Senior Conservative MP Sir Bob Neill will stand down at the next general election to spend more time with his wife who has suffered a stroke.
Sir Bob, 71, who was first elected as Bromley and Chislehurst MP in a by-election in 2006, was a junior minister in the coalition government under David Cameron until September 2012, and chairs the Commons Justice Committee.
His wife Ann-Louise suffered a stroke in 2019, and Sir Bob announced his decision not to stand at the next general election in a letter to the new Bromley and Biggin Hill Conservative Association.
He said: “As you know, Ann-Louise has been fighting bravely to recover from the stroke that she suffered a while ago.
“It is a tough road for her, but we are very positive about it. Even so, I have concluded that it is right for me to spend more time supporting her.
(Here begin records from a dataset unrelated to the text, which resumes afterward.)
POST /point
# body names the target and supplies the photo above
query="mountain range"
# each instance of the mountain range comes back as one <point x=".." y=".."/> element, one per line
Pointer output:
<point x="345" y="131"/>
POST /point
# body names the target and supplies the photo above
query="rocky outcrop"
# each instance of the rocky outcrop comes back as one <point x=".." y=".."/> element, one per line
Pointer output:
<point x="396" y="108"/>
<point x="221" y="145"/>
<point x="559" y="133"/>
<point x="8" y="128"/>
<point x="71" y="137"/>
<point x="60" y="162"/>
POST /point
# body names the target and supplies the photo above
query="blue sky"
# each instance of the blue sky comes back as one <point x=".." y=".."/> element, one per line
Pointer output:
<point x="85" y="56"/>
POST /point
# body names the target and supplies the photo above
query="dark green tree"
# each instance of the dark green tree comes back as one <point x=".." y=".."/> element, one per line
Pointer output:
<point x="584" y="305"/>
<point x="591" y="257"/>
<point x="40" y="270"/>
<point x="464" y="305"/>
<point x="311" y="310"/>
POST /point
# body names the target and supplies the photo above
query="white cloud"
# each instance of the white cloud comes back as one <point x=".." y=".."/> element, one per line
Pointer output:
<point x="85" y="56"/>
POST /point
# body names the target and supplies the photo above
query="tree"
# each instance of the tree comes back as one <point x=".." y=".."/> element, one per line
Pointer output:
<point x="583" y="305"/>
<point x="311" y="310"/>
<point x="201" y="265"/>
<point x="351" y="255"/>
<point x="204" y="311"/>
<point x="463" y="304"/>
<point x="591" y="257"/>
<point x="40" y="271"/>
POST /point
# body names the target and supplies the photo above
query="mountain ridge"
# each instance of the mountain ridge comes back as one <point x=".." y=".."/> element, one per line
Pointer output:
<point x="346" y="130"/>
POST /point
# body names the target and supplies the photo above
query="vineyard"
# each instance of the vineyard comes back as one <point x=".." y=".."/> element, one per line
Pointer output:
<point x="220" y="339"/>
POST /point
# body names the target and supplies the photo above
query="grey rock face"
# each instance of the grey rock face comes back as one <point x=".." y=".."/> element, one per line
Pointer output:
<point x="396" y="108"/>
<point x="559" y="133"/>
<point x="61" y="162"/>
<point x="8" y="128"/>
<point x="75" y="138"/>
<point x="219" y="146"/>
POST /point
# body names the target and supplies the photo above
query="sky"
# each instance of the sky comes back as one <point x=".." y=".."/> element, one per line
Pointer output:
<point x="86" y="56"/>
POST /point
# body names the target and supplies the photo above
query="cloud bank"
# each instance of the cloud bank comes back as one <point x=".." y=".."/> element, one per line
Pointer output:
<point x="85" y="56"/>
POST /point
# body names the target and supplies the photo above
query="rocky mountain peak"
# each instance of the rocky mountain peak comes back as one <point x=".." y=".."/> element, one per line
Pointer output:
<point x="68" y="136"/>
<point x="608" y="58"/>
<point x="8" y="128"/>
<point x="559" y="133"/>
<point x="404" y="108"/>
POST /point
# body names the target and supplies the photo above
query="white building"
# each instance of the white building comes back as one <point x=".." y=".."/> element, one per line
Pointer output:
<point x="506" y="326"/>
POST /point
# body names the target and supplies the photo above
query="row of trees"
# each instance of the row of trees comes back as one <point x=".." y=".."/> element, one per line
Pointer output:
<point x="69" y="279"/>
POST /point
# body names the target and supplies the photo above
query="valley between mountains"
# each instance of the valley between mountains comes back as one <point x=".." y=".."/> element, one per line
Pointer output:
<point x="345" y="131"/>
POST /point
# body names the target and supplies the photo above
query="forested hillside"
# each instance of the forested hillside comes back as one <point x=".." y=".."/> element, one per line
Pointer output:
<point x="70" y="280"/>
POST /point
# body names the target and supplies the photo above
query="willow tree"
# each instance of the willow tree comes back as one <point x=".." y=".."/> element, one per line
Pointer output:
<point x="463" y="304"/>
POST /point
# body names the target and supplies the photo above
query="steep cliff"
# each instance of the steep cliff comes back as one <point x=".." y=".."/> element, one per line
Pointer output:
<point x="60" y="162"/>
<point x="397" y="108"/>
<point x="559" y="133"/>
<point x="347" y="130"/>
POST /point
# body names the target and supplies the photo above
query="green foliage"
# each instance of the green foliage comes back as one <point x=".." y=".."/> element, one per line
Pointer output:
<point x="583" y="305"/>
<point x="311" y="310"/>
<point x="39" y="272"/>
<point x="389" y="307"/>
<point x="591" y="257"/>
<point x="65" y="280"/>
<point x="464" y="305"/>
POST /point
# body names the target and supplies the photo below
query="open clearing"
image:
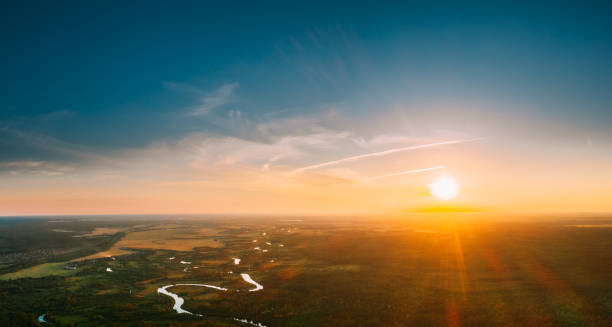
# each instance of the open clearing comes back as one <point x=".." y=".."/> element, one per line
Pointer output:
<point x="45" y="269"/>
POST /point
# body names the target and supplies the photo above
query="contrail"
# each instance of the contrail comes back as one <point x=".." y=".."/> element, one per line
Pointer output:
<point x="381" y="153"/>
<point x="407" y="172"/>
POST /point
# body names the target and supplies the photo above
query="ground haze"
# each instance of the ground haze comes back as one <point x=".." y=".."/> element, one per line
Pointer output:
<point x="314" y="272"/>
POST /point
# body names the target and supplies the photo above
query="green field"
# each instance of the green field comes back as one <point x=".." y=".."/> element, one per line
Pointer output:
<point x="42" y="270"/>
<point x="321" y="272"/>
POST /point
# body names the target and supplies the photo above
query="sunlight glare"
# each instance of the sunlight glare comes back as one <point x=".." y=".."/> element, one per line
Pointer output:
<point x="444" y="187"/>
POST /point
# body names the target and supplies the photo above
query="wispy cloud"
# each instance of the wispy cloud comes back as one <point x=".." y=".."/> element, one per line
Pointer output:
<point x="217" y="98"/>
<point x="406" y="172"/>
<point x="381" y="153"/>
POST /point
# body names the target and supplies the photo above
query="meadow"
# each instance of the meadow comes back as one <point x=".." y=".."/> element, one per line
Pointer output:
<point x="321" y="272"/>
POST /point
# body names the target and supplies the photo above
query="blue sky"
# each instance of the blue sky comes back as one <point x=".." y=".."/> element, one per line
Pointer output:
<point x="90" y="80"/>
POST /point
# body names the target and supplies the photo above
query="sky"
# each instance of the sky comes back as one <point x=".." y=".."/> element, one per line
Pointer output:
<point x="316" y="108"/>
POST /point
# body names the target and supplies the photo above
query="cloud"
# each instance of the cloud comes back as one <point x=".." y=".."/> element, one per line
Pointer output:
<point x="25" y="167"/>
<point x="220" y="97"/>
<point x="406" y="172"/>
<point x="381" y="153"/>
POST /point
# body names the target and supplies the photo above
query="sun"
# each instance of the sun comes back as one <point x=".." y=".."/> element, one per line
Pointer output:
<point x="444" y="187"/>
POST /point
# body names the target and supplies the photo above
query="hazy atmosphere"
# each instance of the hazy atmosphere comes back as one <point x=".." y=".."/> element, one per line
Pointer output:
<point x="208" y="108"/>
<point x="305" y="164"/>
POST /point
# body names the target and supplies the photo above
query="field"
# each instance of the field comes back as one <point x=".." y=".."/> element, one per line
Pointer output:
<point x="320" y="272"/>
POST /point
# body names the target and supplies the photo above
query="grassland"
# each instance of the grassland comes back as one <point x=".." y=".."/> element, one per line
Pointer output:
<point x="334" y="273"/>
<point x="42" y="270"/>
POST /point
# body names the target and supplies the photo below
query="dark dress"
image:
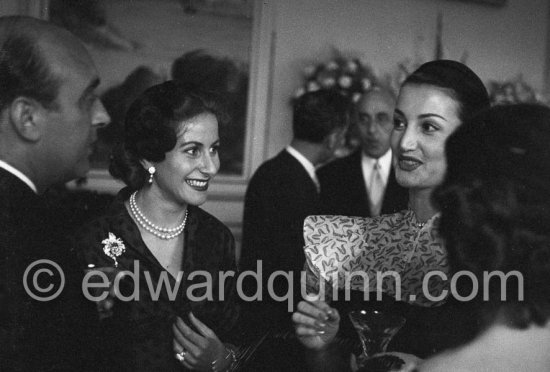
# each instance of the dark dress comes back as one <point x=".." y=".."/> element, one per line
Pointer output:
<point x="343" y="190"/>
<point x="138" y="337"/>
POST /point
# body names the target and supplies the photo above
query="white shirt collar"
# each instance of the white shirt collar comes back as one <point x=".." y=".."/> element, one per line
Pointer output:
<point x="308" y="166"/>
<point x="19" y="175"/>
<point x="367" y="164"/>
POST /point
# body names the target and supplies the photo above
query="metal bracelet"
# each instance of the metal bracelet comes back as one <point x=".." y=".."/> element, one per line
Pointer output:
<point x="230" y="354"/>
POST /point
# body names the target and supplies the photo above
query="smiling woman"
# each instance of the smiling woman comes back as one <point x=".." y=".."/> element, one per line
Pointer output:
<point x="433" y="102"/>
<point x="168" y="159"/>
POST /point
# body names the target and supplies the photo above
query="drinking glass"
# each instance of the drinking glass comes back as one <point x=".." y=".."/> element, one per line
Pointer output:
<point x="375" y="329"/>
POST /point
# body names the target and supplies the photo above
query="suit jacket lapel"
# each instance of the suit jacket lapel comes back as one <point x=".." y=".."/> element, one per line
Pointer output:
<point x="358" y="178"/>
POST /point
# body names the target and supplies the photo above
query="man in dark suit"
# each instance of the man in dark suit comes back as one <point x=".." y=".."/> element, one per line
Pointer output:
<point x="49" y="113"/>
<point x="284" y="191"/>
<point x="363" y="183"/>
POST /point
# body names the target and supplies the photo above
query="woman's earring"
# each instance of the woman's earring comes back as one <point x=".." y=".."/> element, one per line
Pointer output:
<point x="151" y="171"/>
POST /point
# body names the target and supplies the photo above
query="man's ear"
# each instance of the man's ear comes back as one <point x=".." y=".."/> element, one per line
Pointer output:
<point x="26" y="117"/>
<point x="334" y="139"/>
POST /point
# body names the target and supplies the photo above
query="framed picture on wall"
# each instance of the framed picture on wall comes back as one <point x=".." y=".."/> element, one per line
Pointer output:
<point x="138" y="43"/>
<point x="485" y="2"/>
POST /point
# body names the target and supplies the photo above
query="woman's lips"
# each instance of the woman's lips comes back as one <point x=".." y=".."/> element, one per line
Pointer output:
<point x="199" y="185"/>
<point x="408" y="163"/>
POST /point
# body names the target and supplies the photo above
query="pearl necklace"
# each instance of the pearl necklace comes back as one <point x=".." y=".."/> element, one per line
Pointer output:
<point x="161" y="232"/>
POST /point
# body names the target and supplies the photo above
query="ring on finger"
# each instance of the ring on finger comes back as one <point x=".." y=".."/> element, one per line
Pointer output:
<point x="181" y="356"/>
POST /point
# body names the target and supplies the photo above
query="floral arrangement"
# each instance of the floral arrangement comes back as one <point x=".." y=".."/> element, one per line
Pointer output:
<point x="513" y="91"/>
<point x="349" y="76"/>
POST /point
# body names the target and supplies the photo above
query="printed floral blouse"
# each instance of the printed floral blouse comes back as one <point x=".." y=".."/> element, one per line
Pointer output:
<point x="367" y="254"/>
<point x="138" y="336"/>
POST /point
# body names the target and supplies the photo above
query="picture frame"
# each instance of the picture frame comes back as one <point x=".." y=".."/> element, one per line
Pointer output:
<point x="255" y="48"/>
<point x="494" y="3"/>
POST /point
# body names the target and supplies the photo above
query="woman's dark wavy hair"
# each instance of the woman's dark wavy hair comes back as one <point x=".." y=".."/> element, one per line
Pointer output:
<point x="458" y="80"/>
<point x="495" y="205"/>
<point x="151" y="124"/>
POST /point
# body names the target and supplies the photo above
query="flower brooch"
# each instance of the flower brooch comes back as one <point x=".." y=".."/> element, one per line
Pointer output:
<point x="113" y="247"/>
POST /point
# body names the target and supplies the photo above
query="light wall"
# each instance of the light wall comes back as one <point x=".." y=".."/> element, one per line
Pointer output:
<point x="500" y="41"/>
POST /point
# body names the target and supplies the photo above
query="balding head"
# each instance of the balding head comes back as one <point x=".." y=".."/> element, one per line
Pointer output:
<point x="375" y="121"/>
<point x="47" y="100"/>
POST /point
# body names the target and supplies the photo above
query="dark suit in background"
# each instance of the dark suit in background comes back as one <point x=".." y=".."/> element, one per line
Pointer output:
<point x="280" y="195"/>
<point x="343" y="189"/>
<point x="31" y="330"/>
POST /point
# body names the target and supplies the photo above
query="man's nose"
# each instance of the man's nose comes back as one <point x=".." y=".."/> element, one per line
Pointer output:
<point x="100" y="116"/>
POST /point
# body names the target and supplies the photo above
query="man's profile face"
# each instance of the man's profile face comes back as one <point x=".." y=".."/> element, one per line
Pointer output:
<point x="73" y="121"/>
<point x="375" y="123"/>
“She has always been there to support me, and I want to do the same for her and our family.”
Sir Bob said in May it will be 50 years since he was first elected as a Conservative councillor, and he has served Bromley for 24 years, first as its London Assembly member, and then MP.
“Please rest assured that I will continue to work as actively as ever for my constituents until this Parliament is dissolved,” Sir Bob said, adding he was confident the Conservatives would win the new Bromley and Biggin Hill seat.
He concluded with a tribute to Prime Minister Rishi Sunak, saying he was “giving the country the honest, diligent and pragmatic leadership that our country deserves and which is in the best traditions of our party”.
Sir Bob had a majority of nearly 11,000 over Labour at the last general election in December 2019, an increased majority of 3.3%.
He was born and educated in Hornchurch in east London, had a career as a barrister specialising in criminal law, was made Conservative Party vice-chairman for local government in 2012, has chaired the justice committee for nine years, was knighted just after the last general election and is an avid fan of West Ham United.
Sir Bob joins a series of MPs who have announced their intention not to contest the next election, which is expected in autumn this year.
On Wednesday, justice minister Mike Freer said he will stand down at the next general election after a series of death threats and an arson attack on his constituency office.
He won his Finchley and Golders Green seat in north London by around 6,600 votes at the last contest in 2019, and has been an MP since 2010.